La parole à Julien Pontes, ancien président du Paris Foot Gay

La dissolution du Paris Foot Gay, le 29 septembre 2015, a été une décision douloureuse. En revanche, elle a été un vrai soulagement pour tous les acteurs du foot et du sport (Fédération française de football, Ligue de football professionnel, ministère des Sports) qui ont renoncé depuis quelques années à lutter contre l'homophobie dans le foot et le sport en général.

Le Paris Foot Gay, fondé en 2003 par Pascal Brethes, a été pionnier dans ce combat. Partant de zéro, il a permis de grandes avancées en 12 ans d'activité : signature de sa charte contre l'homophobie par la Ligue de football professionnel et 9 clubs professionnels (dont le PSG), journées « b. Yourself » au Parc des Princes avec des centaines de jeunes footballeurs, clip contre l'homophobie diffusé dans les stades, rencontres avec des clubs de supporters, sensibilisation de jeunes et formation d'éducateurs, première enquête sur l'homophobie dans les clubs de football professionnel et les centres de formation pour les jeunes.

Cette enquête avait eu un fort écho médiatique en 2013 compte tenu de ses résultats alarmants. En effet, 41 % des joueurs professionnels et 50 % (!) des jeunes en centres de formation se déclaraient hostiles aux homosexuel-le-s, dans un milieu où l'homosexualité est un tabou absolu, où l'homophobie est une norme collective, fédératrice, voire « éducative » : le « pédé », la « tarlouze », la « chochotte » est le repoussoir du groupe, le stéréotype du faible, du maladroit. Dès les premiers coups de ballon, les footballeurs évoluent dans cette banalité de l'homophobie. Les injures homophobes dans les clubs, les stades de foot ne sont jamais sanctionnées. Le football est une des plus importantes usines à homophobie de notre société. Dans ces conditions, il est parfaitement illusoire d'attendre d'un joueur de foot professionnel qu'il fasse son coming out en France.

Faire ce constat en 2016 est terrible. C'est une honte, un déshonneur pour celles et ceux qui exercent des responsabilités sportives ou politiques, qui ont en main tous les indicateurs et les préconisations qui permettraient de lutter concrètement et efficacement contre ce fléau.
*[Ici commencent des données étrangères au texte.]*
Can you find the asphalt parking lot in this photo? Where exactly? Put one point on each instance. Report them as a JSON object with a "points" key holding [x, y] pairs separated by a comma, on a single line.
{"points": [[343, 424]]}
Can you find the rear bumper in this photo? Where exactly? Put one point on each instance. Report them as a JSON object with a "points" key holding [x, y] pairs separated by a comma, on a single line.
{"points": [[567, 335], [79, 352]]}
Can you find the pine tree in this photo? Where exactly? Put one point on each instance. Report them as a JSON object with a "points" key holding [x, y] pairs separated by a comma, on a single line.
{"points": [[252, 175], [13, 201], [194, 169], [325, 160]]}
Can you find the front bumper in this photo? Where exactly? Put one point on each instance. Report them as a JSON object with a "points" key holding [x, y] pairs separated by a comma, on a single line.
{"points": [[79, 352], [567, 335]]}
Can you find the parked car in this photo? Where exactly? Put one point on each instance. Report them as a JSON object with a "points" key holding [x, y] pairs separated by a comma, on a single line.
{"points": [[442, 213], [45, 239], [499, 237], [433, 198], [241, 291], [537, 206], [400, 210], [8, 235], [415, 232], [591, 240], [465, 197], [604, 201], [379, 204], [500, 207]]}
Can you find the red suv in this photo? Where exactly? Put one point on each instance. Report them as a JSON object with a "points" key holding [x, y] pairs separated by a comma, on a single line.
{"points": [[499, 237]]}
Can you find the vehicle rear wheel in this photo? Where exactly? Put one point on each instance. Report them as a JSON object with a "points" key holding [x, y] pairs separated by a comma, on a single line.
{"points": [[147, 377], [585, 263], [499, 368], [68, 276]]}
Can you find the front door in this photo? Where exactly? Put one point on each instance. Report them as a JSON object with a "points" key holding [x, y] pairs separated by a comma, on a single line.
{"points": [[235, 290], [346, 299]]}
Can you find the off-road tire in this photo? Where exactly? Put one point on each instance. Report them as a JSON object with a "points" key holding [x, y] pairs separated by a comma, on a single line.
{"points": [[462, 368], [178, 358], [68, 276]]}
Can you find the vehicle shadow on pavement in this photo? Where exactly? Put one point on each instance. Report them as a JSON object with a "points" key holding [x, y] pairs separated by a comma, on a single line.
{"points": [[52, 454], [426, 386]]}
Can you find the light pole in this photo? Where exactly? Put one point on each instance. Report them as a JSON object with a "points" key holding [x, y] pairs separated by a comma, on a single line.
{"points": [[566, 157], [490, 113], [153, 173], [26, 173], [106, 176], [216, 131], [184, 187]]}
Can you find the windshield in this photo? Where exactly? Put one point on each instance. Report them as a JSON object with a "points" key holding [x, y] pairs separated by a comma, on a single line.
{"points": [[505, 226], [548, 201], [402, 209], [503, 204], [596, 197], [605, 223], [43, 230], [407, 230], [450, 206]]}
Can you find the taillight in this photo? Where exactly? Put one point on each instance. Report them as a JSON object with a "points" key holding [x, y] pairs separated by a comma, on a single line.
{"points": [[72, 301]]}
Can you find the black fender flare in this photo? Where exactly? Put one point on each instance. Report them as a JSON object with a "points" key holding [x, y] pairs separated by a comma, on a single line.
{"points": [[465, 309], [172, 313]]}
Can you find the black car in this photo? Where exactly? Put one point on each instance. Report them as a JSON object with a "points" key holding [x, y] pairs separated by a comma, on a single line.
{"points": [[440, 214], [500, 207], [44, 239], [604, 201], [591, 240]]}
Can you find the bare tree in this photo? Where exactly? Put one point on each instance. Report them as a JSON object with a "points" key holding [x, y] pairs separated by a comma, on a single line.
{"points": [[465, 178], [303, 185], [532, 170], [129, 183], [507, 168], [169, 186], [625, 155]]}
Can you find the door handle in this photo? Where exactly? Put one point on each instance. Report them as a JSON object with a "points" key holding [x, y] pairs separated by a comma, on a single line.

Ces préconisations sont parfaitement connues, simples à mettre en œuvre : renforcement des sanctions contre les clubs qui tolèrent les manifestations d'homophobie dans les stades et à leurs abords, mise en place de commissions de surveillance et d'observation dans les stades pour repérer et identifier leurs auteurs, sensibilisation des jeunes, formation des éducateurs et des arbitres, soutien des sponsors et des instances du foot à tout joueur qui souhaiterait faire son coming out (la Fédération hollandaise de football défile à la Gay Pride d'Amsterdam, en France nous en sommes loin...).

Tout est sur la table, mais rien n'est mis en place. Le foot, ce sont deux millions de licencié-e-s, des stars adulées par notre jeunesse sans être toujours exemplaires, des milliards d'euros dont une infime partie pourrait servir à des programmes éducatifs, de lutte contre les discriminations dont l'homophobie. Tout cela est usant, désespérant.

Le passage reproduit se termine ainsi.